Grange was originally an out-farm of the nearby Kilcooley Abbey estate and along the Grange-Crag walk you will see the Ice House for Kilcooley which was used to store and preserve food for the estate. Also on the walk you will see the Wellington Monument which was erected in 1817 by Sir William Barker, the then landlord of Kilcooley Abbey estate in commemoration of the Duke of Wellington’s victory over Napoleon at the Battle of Waterloo. The monument is actually a folly and it is within this folly that the new viewing tower will be built. Dublin based architects Howley-Hayes, who have successfully worked on similar projects, were present on the day with the plans to answer any questions and discuss the final drawings. Funding has been secured to bring the plans to this stage from South Tipperary Tourism and it is hoped further funding will become available to bring it to fruition. The Wellington Monument has been selected for the “Adopt a Monument” scheme which is designed to celebrate the symbiosis between the chosen monument and the community.

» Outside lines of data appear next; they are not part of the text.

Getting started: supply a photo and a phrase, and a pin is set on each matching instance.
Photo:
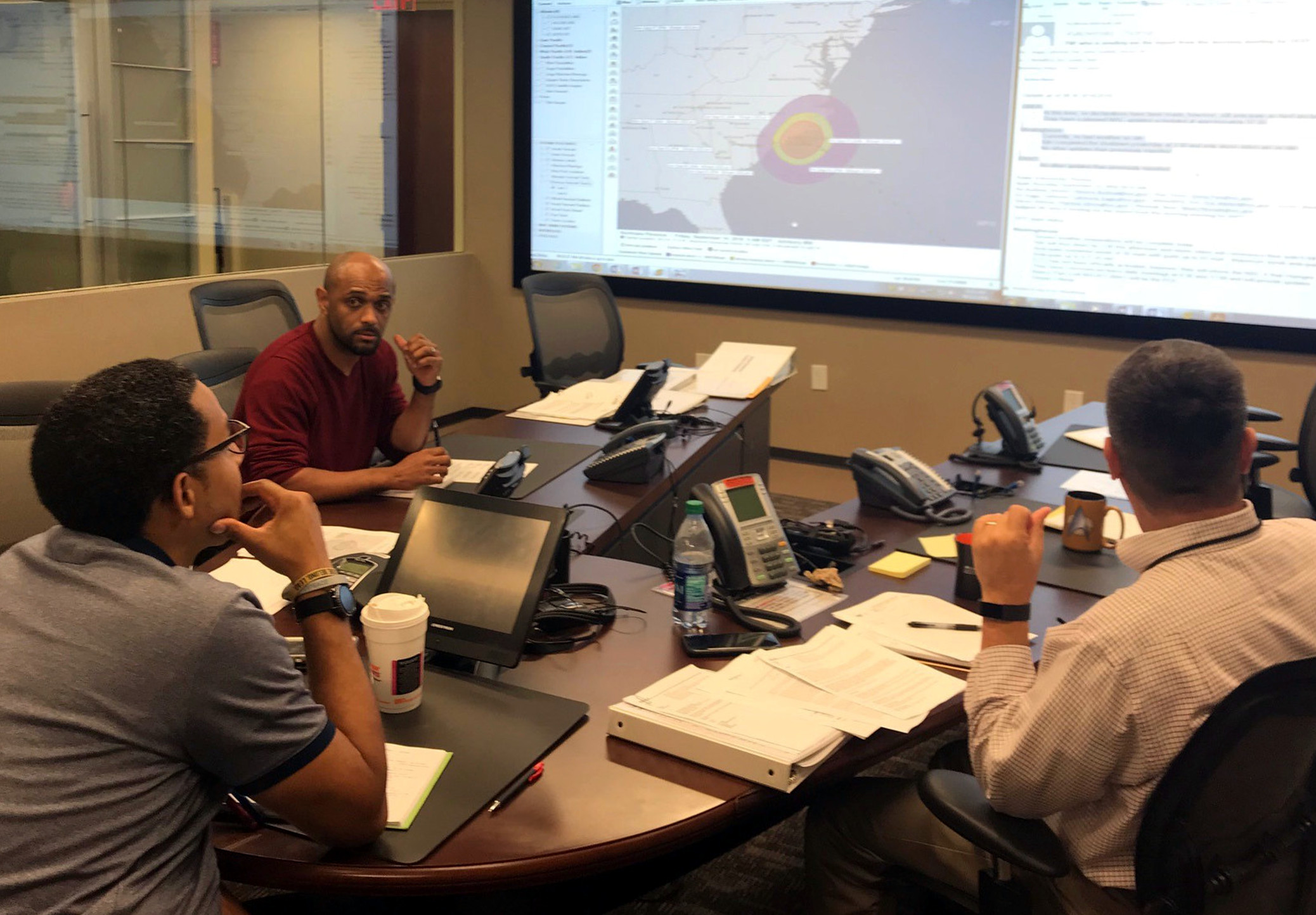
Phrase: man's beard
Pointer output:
(356, 345)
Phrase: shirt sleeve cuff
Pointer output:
(997, 672)
(292, 764)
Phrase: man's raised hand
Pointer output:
(291, 542)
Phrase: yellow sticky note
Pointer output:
(940, 547)
(901, 565)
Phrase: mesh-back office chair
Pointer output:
(22, 407)
(576, 328)
(1306, 471)
(1269, 501)
(221, 371)
(1230, 830)
(243, 313)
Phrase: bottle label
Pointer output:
(691, 582)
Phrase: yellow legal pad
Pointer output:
(901, 565)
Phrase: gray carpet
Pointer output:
(766, 874)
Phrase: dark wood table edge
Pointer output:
(387, 878)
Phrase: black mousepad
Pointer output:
(1098, 573)
(553, 458)
(1068, 452)
(495, 733)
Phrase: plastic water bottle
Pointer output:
(693, 555)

Through the scheme longterm conservation is achieved and it encourages the community to be actively involved in raising awareness of what is in their area.

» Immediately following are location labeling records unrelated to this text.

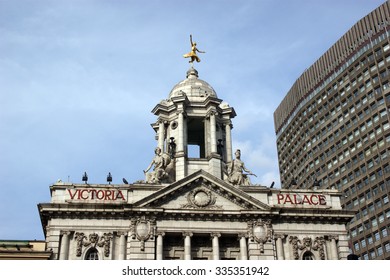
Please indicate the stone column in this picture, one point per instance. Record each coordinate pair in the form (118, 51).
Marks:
(279, 246)
(243, 247)
(215, 237)
(64, 251)
(333, 247)
(180, 146)
(161, 134)
(160, 247)
(213, 133)
(122, 245)
(229, 152)
(187, 245)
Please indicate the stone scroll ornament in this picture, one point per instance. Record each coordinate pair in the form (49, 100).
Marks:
(260, 231)
(142, 229)
(93, 240)
(307, 244)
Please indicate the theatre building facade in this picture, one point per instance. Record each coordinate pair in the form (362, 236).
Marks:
(189, 207)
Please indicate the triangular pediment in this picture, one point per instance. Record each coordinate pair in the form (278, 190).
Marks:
(202, 191)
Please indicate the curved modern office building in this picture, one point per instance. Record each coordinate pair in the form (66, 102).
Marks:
(333, 130)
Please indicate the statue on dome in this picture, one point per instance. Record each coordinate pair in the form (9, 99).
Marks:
(235, 171)
(192, 54)
(163, 168)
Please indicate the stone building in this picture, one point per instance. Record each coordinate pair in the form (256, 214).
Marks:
(198, 207)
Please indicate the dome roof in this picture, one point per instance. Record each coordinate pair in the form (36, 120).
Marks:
(194, 88)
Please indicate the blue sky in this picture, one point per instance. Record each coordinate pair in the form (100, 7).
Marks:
(78, 81)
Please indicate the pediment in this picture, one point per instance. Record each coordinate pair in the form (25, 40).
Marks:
(203, 191)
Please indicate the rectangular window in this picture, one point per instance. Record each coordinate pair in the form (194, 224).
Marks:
(387, 247)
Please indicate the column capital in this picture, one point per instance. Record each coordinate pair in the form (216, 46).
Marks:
(187, 233)
(65, 232)
(280, 235)
(333, 237)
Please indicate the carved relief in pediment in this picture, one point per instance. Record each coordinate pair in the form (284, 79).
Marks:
(307, 244)
(260, 231)
(93, 240)
(142, 229)
(201, 198)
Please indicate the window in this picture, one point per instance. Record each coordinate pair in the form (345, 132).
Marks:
(92, 254)
(387, 247)
(380, 251)
(372, 255)
(308, 256)
(384, 232)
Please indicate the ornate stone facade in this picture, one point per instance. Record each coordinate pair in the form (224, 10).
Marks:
(189, 206)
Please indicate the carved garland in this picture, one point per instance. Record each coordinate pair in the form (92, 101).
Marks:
(307, 244)
(93, 240)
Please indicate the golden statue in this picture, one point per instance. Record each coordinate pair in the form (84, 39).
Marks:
(192, 54)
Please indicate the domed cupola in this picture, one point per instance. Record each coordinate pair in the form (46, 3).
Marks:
(193, 87)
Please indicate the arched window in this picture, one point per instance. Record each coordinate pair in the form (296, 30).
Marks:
(92, 255)
(308, 256)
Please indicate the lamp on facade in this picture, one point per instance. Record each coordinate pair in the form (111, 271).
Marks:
(85, 177)
(109, 178)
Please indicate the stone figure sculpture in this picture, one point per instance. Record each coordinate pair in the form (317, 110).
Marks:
(163, 168)
(192, 54)
(236, 170)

Declan Rice, CEO Kilkenny Leader Group, a Grange man, got proceedings under way by thanking everybody involved in the walks booklet and especially the people of Grange and Slieveardagh area for their commitment in looking after the walks. Tony Musiol, Chairperson of Tipperary Tourism, took the opportunity to acknowledge the great support given to the walk by Sliabh Ardagh Tourism and the local organisers who helped with publicity, refreshments, signage and financial help to make this day possible. Con Ryan, Rural Recreation Officer for North and South Tipperary, one of only 12 in the country, was on hand to encourage us all to get out and go walking. His role is to preserve and develop local amenities and also to develop them to attract tourism to the area. He spoke of the importance of a scheme involving farmers that allows walkers to have access to their lands while the farmers get a twice annual payment that helps them to maintain the walks, which are inspected annually, ensuring safety and enjoyment. Con is also employed by the North and South Tipperary Tourism Board. Manager for the South, Isobel Cambie was present on the day and donned her walking gear to brave the elements with Con and the others. They were all rewarded after the walk with refreshments in the local hall and the chance to win some prizes from a local enterprise a few miles down the road, Kilcooley Pottery (www.kilcooleypottery.com), whose inspiration for their beautiful products comes from the area they are based in.
Maura Barrett, manager of Slieveardagh Rural Development praised the work of two individuals in particular who look after the walks in the Slieveardagh area, Matt Alexander and Leslie Smyth. She said that their commitment to the maintenance of the walks is phenomenal as they go above the call of duty in their work. The headquarters of Slieveardagh Rural Development is in the old Church of Ireland building in Killenaule where there is a library, meeting and training rooms as well as an internet cafe. The group are currently working on refurbishing the Old School House in the Commons, Ballingarry where they will have mining heritage on display along with meeting rooms which will be available for meetings. The role of Slieveardagh Rural Development is to promote the heritage potential of the Slieveardagh area and they certainly seem to have achieved this. You can find them on facebook, contact them by phone (052) 9156165 or email firstname.lastname@example.org for further information on courses, walks and events in the locality.
Data shown at the Glen of Aherlow Walking conference in December 2009 showed that the number of visitors coming to Ireland for hiking and walking was over 800,000 and exceeded the combined total of those who visit for golf, angling, cycling and water-based activiities. According to a report from the Sports Council every €1 the Government spend on promoting walks saves them €3 on health expenses.
With this new booklet available at STDC Offices, Clogheen Road, Cahir and Heritage Centre, Killenaule as well as all Tourist offices and attractions there can be no excuses for not getting out and about. The next walk is planned for August 21st meeting in Carrick-on-Suir and then travelling to Kilsheelan to walk the old towpath. More details available on www.discoverireland.ie/thetipperary10. So get on your walking boots and hit the trails on your doorstep.